Après avoir enfilé son manteau, il ouvrit la portière, laissa entrer Sybil avant de la refermer et prendre sa place à l'avant de la voiture. Le démarrage faisait un bruit d'enfer, mais Branson en avait l'habitude vu que c'était son métier. Il sortit du garage et prit la route en direction du village.
Arrivés, Branson arrêta la voiture devant l'église.
- Vous avez prévu de rentrer vers quelle heure ?
- Je ne sais pas. Dans une heure, il faut que je sois rentrée pour le thé.
- Très bien, je serai ici même.
Sybil sortit et regarda Branson partir. Elle était contente d'avoir enfin trouvé quelqu'un aux mêmes idées. Il faudra qu'elle le revoie pour en parler plus sérieusement. Mais que dit-elle ? Ce n'est pas dans les habitudes d'une fille "bien élevée" de penser à de telles choses. Surtout à son âge !
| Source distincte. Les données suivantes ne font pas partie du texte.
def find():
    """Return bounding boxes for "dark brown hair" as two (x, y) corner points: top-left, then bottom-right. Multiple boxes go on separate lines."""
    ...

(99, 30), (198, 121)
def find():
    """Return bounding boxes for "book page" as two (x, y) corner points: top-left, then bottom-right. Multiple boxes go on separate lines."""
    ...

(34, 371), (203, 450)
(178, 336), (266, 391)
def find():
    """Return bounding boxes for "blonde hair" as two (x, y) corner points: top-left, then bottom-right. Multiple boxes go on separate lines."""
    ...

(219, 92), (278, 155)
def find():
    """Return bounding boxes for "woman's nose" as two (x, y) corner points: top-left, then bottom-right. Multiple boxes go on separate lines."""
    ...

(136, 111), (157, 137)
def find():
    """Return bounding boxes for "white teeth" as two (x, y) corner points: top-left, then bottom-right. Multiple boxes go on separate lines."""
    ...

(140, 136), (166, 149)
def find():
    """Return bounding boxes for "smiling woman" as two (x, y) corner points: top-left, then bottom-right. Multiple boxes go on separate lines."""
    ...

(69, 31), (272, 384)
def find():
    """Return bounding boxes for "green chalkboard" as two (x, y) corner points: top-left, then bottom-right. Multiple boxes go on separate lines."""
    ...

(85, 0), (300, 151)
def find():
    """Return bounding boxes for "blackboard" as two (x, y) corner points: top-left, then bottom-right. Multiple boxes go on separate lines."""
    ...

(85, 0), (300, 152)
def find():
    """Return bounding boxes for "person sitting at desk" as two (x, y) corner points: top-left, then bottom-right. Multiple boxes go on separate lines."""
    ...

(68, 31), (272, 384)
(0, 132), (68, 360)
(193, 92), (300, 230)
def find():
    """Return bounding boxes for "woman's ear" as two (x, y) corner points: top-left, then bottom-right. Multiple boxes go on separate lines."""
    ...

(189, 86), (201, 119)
Elle se promena entre les stands qui étaient en train de se faire monter, des gens, regardant parfois telle ou telle chose. Ce village était celui de son enfance. Jamais elle ne l'avait quitté, mais quand elle se mariera, il y aura peu de chances qu'elle reste, elle devra suivre son mari pour aller dans son domaine. Du moins, c'est ce qui lui était prévu, mais au fond d'elle, elle n'avait aucune envie de suivre cette routine. Elle voulait du changement : briser les règles au risque de choquer sa famille.
- Lady Sybil !
C'était Guillaume Lurray, un fils d'amis de ses parents. Ils se connaissaient depuis longtemps et le cadet, ils étaient deux, François, avait, à deux ans près, le même âge que Sybil et les parents pourraient très bien le choisir comme son prétendant. En entendant son nom, la jeune femme chercha d'où cela provenait et le vit arriver vers elle.
- Bonjour Guillaume, comment allez-vous ?
- Très bien et vous ? Depuis la dernière fois que nous nous sommes vus ?
- Moi aussi c'était bien à l'anniversaire de votre frère il me semble.
- Tout à fait, il vient d'avoir 20 ans ce gaillard !
Sybil sourit et reprend la conversation :
- Serez-vous à la fête du village ?
- Oui, ma famille et moi y sommes venus exprès. Nous désirerions aussi voir vos parents.
- Je suis sûre que vous réussirez à les croiser.
Ils marchèrent ensemble pour regarder les préparatifs des festivités.